Para parar las aguas del olvido

Para parar las aguas del olvido

Paco Ignacio Taibo I

(Págs.  75-79)

Ediciones B

 

Ángel y Juan Ramón

Los héroes nos invadían por todas partes, mezclándose con nuestra vida y asaltando nuestros sueños: Sandokán, Karl May, Miguel de Unamuno, Tarzán, Rubén Darío, el Zorro, Gerardo Diego, Ken Maynard, Federico García Lorca, Dostoievski, Gogol, Turgenief, Leónidas Andreieff, Alberti, Robinsón Crusoe, dos Machados, dos; Quevedo, Jack London, Galán y García Hernández, Pablo Iglesias, los Tigres de la Malasia.

Frente a estas huestes que entraban en nuestras vidas a través de libros, leyendas, noticias vagas, colocábamos la perversión: Hitler, Mussolini, Franco, Isabel la Católica (que para mí siempre ha sido un sello de Correos), la policía, los falangistas, los guardias, los jueces, los fiscales, el imperio, los himnos, los escudos, la poesía de los triunfadores, los confidentes, los textos escolares, el cine nacional.

Y en los largos paseos por la Rosaleda, dando vueltas a la Fuente de las Ranas, caminando en un apretado grupo de confidencias y noticias recién adquiridas, en esos momentos: la esperanza de huir: París, Londres, Nueva York, Brasil, México, el Amazonas, la selva, el Oeste, el Paraíso. Lo que sea pero que esté fuera de España (de esta España, claro).
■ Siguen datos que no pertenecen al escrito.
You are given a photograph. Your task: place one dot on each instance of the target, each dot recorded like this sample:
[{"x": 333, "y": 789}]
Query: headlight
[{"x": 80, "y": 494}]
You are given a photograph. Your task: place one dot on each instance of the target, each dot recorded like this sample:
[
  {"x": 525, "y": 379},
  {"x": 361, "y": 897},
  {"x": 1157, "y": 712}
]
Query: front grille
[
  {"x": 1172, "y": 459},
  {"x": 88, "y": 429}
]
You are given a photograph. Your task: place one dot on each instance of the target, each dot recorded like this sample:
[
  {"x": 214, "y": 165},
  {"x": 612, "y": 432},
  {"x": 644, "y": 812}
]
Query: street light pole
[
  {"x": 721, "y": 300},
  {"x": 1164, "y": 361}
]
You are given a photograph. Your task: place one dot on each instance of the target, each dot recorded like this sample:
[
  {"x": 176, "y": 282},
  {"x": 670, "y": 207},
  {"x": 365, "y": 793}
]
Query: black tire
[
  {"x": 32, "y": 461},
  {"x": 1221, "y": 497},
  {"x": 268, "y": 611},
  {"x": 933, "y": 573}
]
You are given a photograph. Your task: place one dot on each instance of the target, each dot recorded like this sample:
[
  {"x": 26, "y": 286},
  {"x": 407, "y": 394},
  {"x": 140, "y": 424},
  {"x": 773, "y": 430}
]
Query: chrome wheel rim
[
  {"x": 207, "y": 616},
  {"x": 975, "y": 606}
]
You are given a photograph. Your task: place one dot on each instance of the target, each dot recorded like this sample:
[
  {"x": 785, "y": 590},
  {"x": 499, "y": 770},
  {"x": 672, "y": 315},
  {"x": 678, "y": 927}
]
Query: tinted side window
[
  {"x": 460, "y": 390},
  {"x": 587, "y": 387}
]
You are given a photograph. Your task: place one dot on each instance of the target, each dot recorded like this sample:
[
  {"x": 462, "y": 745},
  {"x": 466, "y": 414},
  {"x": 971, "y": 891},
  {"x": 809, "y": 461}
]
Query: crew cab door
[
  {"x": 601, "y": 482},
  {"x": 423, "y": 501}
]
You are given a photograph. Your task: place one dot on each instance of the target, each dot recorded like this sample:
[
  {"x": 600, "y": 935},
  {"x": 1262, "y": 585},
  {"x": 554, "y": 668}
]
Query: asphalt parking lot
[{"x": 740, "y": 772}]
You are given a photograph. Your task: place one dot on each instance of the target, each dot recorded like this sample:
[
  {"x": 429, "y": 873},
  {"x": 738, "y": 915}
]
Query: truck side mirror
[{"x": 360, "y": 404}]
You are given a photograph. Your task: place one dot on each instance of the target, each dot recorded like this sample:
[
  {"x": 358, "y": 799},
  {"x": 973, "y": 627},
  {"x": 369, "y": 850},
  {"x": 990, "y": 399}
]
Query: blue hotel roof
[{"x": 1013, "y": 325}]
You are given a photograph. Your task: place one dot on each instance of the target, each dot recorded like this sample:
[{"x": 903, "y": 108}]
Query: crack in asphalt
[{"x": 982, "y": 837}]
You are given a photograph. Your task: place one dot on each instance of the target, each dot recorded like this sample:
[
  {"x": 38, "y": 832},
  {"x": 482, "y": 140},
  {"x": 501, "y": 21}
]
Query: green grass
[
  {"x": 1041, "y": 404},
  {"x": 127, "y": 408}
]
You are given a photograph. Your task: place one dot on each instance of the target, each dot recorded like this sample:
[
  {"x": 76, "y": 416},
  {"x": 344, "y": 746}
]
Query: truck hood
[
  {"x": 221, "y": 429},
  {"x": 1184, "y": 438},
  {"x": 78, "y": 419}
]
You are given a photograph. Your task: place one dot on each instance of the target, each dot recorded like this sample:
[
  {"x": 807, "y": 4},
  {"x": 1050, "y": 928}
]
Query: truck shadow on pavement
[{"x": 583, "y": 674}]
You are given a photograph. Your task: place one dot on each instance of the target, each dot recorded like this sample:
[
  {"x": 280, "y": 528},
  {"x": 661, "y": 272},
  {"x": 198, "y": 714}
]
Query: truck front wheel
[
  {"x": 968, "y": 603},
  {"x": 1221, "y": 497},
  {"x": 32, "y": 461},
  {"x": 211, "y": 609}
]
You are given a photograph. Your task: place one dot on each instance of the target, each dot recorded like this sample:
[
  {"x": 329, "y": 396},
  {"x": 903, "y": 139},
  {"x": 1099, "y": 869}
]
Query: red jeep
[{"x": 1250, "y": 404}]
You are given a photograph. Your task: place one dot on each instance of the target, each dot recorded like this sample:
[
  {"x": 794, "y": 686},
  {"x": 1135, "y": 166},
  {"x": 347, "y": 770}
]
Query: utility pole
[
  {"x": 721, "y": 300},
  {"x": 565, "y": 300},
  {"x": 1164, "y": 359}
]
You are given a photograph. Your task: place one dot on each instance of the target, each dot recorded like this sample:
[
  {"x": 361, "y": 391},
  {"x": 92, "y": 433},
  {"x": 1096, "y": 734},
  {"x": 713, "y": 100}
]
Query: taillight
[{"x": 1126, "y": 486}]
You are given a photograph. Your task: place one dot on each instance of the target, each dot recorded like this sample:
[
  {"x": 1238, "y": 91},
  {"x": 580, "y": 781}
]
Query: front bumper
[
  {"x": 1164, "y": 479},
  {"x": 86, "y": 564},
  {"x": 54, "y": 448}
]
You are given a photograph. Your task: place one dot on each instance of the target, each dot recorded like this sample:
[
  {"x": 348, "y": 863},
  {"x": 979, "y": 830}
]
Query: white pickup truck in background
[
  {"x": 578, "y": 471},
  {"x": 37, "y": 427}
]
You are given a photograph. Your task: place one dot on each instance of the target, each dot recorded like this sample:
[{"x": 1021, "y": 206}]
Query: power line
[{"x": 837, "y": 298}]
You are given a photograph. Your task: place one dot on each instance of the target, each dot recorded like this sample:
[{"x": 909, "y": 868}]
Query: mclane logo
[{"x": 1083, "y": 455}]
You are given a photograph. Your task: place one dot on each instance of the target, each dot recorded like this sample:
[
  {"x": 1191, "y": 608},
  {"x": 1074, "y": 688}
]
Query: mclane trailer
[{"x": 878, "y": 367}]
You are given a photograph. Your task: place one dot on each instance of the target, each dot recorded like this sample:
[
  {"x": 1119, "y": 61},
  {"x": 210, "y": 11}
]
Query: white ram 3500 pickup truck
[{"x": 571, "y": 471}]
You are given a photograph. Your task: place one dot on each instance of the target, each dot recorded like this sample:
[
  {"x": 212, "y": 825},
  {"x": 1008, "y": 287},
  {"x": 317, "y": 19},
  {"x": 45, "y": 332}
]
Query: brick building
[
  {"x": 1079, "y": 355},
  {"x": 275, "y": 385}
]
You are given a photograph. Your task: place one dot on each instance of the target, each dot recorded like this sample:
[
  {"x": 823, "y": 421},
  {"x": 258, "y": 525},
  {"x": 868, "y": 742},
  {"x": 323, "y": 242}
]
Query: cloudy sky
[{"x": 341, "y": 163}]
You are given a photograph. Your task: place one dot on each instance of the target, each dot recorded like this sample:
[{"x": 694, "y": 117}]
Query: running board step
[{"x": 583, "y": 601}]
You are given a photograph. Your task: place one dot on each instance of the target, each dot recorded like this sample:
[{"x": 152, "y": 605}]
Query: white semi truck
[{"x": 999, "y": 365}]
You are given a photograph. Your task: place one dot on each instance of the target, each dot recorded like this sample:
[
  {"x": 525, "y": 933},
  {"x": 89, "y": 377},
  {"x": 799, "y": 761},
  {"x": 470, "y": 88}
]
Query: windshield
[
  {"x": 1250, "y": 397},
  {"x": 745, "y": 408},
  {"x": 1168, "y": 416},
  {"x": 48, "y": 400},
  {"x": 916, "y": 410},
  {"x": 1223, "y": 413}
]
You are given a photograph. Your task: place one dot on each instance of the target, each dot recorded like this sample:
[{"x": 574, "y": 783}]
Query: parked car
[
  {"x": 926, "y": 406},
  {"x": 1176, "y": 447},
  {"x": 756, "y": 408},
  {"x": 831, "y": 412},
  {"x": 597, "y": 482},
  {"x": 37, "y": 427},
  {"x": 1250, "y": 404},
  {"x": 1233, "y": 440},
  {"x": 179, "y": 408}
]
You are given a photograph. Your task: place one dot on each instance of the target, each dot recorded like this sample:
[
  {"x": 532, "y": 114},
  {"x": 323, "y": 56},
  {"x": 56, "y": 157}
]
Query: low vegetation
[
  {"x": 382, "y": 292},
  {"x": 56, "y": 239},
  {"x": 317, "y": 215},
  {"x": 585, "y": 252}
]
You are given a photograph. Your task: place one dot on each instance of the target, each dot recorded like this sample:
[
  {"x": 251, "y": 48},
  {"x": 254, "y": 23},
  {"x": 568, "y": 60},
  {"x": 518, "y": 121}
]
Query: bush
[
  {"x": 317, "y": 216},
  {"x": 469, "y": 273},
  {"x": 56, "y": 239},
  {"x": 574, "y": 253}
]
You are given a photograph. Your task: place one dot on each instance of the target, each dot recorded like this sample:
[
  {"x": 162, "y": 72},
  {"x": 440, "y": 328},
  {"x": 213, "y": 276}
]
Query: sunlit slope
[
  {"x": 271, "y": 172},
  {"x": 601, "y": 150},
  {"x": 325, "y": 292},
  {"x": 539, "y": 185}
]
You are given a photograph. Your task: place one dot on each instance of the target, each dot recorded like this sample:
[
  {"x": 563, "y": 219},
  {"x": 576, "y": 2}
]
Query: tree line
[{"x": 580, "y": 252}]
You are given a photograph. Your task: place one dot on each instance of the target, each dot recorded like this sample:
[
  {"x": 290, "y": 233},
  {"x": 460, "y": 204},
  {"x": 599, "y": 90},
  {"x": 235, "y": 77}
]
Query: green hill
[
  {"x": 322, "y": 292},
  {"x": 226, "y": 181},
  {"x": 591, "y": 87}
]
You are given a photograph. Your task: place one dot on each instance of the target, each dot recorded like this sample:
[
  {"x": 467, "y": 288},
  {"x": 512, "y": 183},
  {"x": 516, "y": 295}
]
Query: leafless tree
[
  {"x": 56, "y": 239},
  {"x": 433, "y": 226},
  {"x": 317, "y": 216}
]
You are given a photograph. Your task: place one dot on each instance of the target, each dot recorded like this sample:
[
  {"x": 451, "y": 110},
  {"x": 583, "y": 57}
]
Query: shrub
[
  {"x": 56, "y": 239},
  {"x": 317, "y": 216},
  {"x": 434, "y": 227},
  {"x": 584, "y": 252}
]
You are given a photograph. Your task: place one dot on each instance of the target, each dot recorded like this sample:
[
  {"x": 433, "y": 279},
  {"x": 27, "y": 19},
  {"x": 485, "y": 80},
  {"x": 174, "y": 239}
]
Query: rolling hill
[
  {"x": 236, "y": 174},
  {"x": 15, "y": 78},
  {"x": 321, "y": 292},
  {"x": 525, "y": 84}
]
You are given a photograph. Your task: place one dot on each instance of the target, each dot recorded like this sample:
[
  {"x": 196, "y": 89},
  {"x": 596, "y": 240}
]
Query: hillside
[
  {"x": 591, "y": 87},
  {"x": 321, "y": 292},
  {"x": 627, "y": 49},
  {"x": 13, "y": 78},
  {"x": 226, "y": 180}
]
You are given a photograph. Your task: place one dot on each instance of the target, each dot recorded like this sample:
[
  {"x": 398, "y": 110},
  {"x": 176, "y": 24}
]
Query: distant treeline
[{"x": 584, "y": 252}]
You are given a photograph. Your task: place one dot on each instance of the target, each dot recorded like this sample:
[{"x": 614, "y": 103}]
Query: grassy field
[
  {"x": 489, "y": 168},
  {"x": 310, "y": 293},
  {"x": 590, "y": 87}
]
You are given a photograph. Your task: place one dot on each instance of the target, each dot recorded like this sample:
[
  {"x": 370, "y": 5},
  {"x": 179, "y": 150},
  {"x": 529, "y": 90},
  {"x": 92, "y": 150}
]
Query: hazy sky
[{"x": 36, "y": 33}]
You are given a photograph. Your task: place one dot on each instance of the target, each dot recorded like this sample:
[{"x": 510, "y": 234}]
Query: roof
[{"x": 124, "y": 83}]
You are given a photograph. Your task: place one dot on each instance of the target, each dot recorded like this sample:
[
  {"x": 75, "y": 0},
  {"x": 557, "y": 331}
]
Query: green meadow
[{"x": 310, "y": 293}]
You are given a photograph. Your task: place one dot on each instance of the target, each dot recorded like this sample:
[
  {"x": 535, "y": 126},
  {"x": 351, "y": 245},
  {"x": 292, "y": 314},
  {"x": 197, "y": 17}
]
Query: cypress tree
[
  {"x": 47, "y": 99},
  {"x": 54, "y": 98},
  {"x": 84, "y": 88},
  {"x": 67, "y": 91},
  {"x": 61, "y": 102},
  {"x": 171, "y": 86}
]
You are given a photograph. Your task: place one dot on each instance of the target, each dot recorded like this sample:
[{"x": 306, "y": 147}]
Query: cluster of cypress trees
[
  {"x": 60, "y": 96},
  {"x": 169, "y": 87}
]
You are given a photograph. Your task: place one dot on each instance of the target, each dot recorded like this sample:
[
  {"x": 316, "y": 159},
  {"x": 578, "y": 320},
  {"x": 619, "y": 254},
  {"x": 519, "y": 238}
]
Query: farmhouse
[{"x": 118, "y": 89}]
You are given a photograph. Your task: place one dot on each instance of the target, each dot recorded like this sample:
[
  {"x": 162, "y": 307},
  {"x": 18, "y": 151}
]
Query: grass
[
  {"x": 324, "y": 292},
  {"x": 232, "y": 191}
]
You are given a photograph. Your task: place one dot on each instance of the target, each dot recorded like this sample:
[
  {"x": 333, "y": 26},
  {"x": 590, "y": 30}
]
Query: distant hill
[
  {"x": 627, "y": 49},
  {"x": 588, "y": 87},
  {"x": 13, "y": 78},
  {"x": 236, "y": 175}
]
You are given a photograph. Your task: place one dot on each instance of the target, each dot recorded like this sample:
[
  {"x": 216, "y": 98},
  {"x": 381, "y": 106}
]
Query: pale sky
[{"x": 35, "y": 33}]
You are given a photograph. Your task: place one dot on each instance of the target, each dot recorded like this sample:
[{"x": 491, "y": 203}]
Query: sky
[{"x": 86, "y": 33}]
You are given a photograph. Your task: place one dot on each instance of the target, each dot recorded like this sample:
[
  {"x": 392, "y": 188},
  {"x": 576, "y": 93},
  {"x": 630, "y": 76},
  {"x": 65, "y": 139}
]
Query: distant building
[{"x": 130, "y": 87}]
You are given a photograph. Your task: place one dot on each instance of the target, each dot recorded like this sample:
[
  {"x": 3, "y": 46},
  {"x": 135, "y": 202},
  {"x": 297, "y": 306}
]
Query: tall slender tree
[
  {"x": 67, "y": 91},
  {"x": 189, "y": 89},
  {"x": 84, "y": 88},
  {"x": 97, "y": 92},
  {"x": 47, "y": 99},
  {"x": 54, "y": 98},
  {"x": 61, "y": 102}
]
Los borbotones de cultura nos llegaban por muy diferentes lados. Manolo los recibía, sonriendo, de sus amigos los maestros de escuela viejos. Maestros que eran liberales milagrosamente salvados de la hoguera, seres enamorados de su oficio y sin otra visión del mundo que los niños y niñas que iban pasando por sus manos.

Maestros que hablaban en voz baja y dejaban aflorar, con disimulo, una vena libertaria pero muy suavizada por tantas horas de labor docente.

Para Benigno la cultura eran aquellas revistas ácratas de sus hermanos, en las que tan pronto aparecía un “desnudo artístico” como un virulento ataque contra los curas.

Para Amaro y para mí la cultura nos llegaba a través de la biblioteca de Tío y del propio Tío.

Para Ángel la cultura venía a través de un largo camino de maestros de escuela, de profesores de magisterio; el padre, la madre, el hermano y la hermana.

Por todo esto, quien tenía que encontrarse con Platero era, irremediablemente, Ángel, al fin que Platero y yo era un libro que se leía en todas las escuelas antes de la guerra.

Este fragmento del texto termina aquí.